Присел подошедший, чтобы передохнуть, и разговор завел, как по приличному положено.
– Как живешь, Иван?
– Я-то ничего, а вот многие из наших – худо!
– А почему так?
– Пьют много, дерутся, здоровье ни к черту.
– Ну и много таких, кто пьет?
– Да многовато будет. Вот, надысь, Мишка Соленый всю свою получку недельную пропил в шинке! Женка его уж так плакала и убивалась! Мишка, хоть и виноват, пропойца, отвечает с гонором, что это он в забое деньгу добывает, поэтому что хочет, то и будет делать с ней. А семье его жить как?
– Понятно, – отвечает штейгер.
– Ребят-сирот голодающих жаль, стариков бездетных и инвалидов жаль. Кто им поможет?
– Э-э-э, да ты совсем угодник святой!
– Не угодник я, а только было бы у меня много денег, я бы всем помощь оказал, для стариков, увечных и для заблудших святую богадельню воздвиг бы. Для рабочего брата – баню, а для женщин – прачечную.
– Ты смотри какой! Но на все это денег надо многовато! Не меньше, как тыщ двадцать золотом, – смеется штейгер.
Смутился Иван, помолчал, а потом спрашивает:
– А где же это золото взять? Вот уголь мы добываем в шахте, а золото, оно где? В шахтах бывает?
– Бывает, но только редко.
– А каково оно, золото, как его распознать, если наткнешься?
– Золото желтое, блестящее и не ржавеет.
– Понятно. А много ли золота надо, чтобы двадцать тыщ получилось?
– Ну, думаю, примерно с полпуда надо. Что ты так заинтересовался, еще с ума свихнешься, если про такое думать будешь.
– Прости, Господа ради, добрый человек. Спасибо, что поговорил со мною, с недостойным.
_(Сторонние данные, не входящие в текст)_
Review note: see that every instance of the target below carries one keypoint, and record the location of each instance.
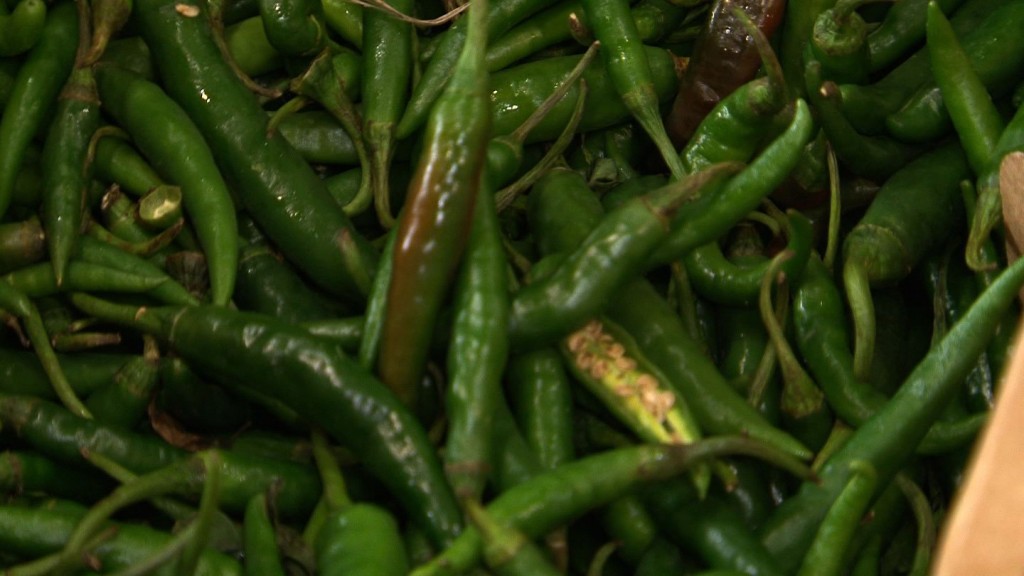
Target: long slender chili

Поговорили, штейгер пошел дальше, а Иван долго еще сидел не шевелясь, задумавшись. И вот с этой самой поры словно случилось с ним что-то. Людей стал сторониться, стал часто уходить в лесок, за породные отвалы, выискивать стал что-то. Ежели кто к нему из людей станет приближаться, вскочит и прячет то, что в отвале породном нашел.
Народ это быстро заметил, любопытствовать стал, мужики с расспросами к Ивану приставать начали.
– Ваня, что ты ищешь в породе-то? Сказал бы нам, мы бы тоже поискали!
Иван не смущается и серьезно отвечает:
– Да, ищу. Но не могу сказать, а то удачу спугну. Придет время, сами все узнаете!
Посмеялись мужики. Удивились. Умом тронулся, что ли? От греха оставили Ивана в покое. Потом стали замечать, что веселее становится Иван, как вроде бы денежку какую нашел. А Иван еще более добросердечным стал. Всем – и молодицам, терпящим от пьяных мужей, и старикам обессилившим, и мужикам разболевшимся – стал тихо и уверенно вещать, чтобы потерпели, потому что скоро многое изменится к лучшему. Незаметно как-то прилепилось к дверевому Ивану прозвище – Иван Чудный.